Theoretically, models should be able to predict on out-of-distribution data if their understanding of causal relationships is correct. The toy problem they use in this paper is that of predicting temperature from altitude. If a model is trained on data from Switzerland, the model should ideally be able to correctly predict on data from the Netherlands, even though it hasn’t seen elevations that low before.
The main contribution of this paper is that they’ve found that models tend to transfer faster to a new distribution when they learn the correct causal relationships, and when those relationships are sparsely represented, meaning they are represented by relatively few nodes in the network. This allowed them to create a meta-learning objective that trains the model to represent the correct causal dependencies, allowing for improved generalization.

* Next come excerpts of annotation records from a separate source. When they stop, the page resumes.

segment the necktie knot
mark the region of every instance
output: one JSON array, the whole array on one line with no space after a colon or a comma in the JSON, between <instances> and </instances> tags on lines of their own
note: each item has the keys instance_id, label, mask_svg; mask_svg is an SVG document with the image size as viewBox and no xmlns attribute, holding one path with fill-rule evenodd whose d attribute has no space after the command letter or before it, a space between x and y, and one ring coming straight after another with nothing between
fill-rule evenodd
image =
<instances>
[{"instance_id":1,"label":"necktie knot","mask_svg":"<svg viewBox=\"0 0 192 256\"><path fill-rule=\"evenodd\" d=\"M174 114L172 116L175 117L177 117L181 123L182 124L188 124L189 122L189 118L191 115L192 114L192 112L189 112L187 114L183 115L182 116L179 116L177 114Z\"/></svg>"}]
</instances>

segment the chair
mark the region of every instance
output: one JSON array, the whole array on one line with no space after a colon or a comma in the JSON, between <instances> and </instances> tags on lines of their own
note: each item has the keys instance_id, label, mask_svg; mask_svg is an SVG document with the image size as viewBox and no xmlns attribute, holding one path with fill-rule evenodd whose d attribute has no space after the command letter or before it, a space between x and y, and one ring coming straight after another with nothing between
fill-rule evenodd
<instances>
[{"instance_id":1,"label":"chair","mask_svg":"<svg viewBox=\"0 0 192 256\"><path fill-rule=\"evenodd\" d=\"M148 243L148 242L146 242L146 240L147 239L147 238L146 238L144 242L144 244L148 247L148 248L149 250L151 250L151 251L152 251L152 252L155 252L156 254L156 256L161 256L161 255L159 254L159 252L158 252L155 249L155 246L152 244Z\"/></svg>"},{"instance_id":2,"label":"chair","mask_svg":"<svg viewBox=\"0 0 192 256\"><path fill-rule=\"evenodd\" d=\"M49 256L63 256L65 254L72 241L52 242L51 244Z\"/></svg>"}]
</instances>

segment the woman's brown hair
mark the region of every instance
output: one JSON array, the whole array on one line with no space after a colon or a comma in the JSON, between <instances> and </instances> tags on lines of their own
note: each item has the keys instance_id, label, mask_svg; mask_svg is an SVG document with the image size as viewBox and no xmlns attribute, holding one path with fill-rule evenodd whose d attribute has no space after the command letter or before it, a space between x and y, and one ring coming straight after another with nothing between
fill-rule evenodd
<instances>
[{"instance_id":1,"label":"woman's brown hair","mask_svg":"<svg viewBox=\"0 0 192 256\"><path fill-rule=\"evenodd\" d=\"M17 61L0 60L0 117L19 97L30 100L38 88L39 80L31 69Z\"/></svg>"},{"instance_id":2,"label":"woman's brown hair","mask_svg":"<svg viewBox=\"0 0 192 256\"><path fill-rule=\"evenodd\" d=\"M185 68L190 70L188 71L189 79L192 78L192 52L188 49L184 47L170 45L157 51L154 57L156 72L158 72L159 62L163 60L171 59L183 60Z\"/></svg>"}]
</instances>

The meta-learning objective here is to optimize the regret over choice of weight for the loss over different causal graphs. I’m not quite sure yet how in the toy problem each model is trained based on their separate causal graphs. The phrase “\(\theta_G^{(t)}\)
aggregates all the modules’ parameters in \(G\)
…” doesn’t make sense to me.
Anyway, the point of this paper is not to train a better model but to use this meta-learning objective to tease out the causal graph. It is left to future work to determine how to use this to create models that use these disentangled representations.
Learning neural causal models from unknown interventions is a follow-on to this paper.